Some are homeothermic, poikilothermic, mesothermic, heterothermic, stenothermic, urothermic.
But I'll just stop here.
It's rarely perfectly accurate to describe most given species as being purely of one type or another.
But substantial research, mostly in just the past few years, has now taught us that most dinosaurs probably weren't strictly ectothermic.
Among this is study of dinosaur eggshell fossils subjected to a test called clumped isotope paleothermometry.

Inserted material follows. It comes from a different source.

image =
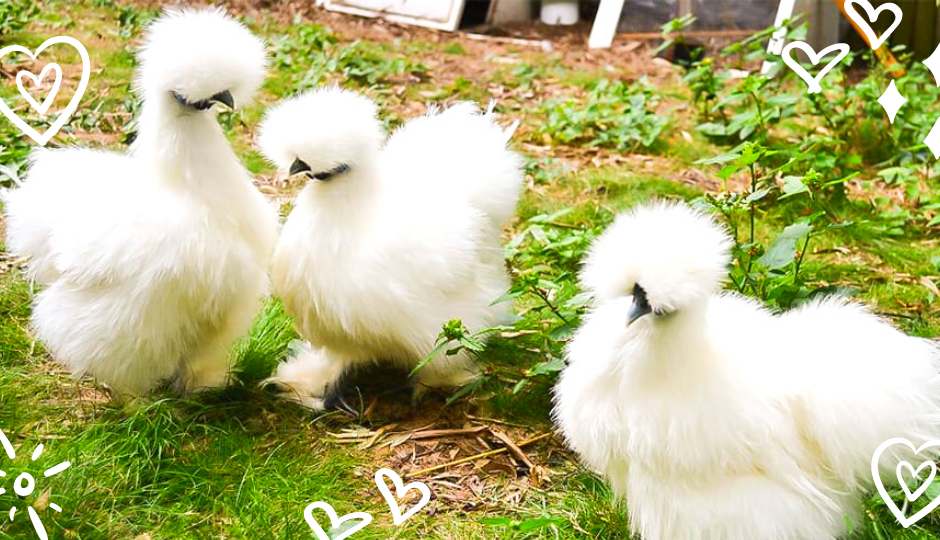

Long story short, you can determine the mother's internal body temperature by looking at the order of oxygen and carbon atoms in a fossil eggshell.
Is that wild?
Beyond Warm and Cold 00:03:33
Yes.
Were all dinosaurs cold-blooded?
No.
Well, that's enough for today.
If you've got any other favorite examples, respective of the criteria we laid out up top, send them my way at brian at skeptoid.com.
Maybe we can put together a part two.
But regardless, take these examples as nothing more or less than what they are.
Real-world examples of the scientific method in action.
Everything you know now that is the result of the scientific method changed uncounted times before you learned it.
And it'll continue changing long after you've forgotten it.
That's why it's best.
It changes at the drop of a hat, the instant new data comes in and is confirmed by the community.
This is a challenging concept for many, but if you can keep your mind open to whatever we can learn by following the scientific method, you will be right far more often than you're wrong.
Embrace what we can learn by the best method we know of and live in a state of perpetual excitement that something you know, and none of us can guess what it might be, will change tomorrow and explode into something newer, smarter, and better.
That is the excitement and the passion of science.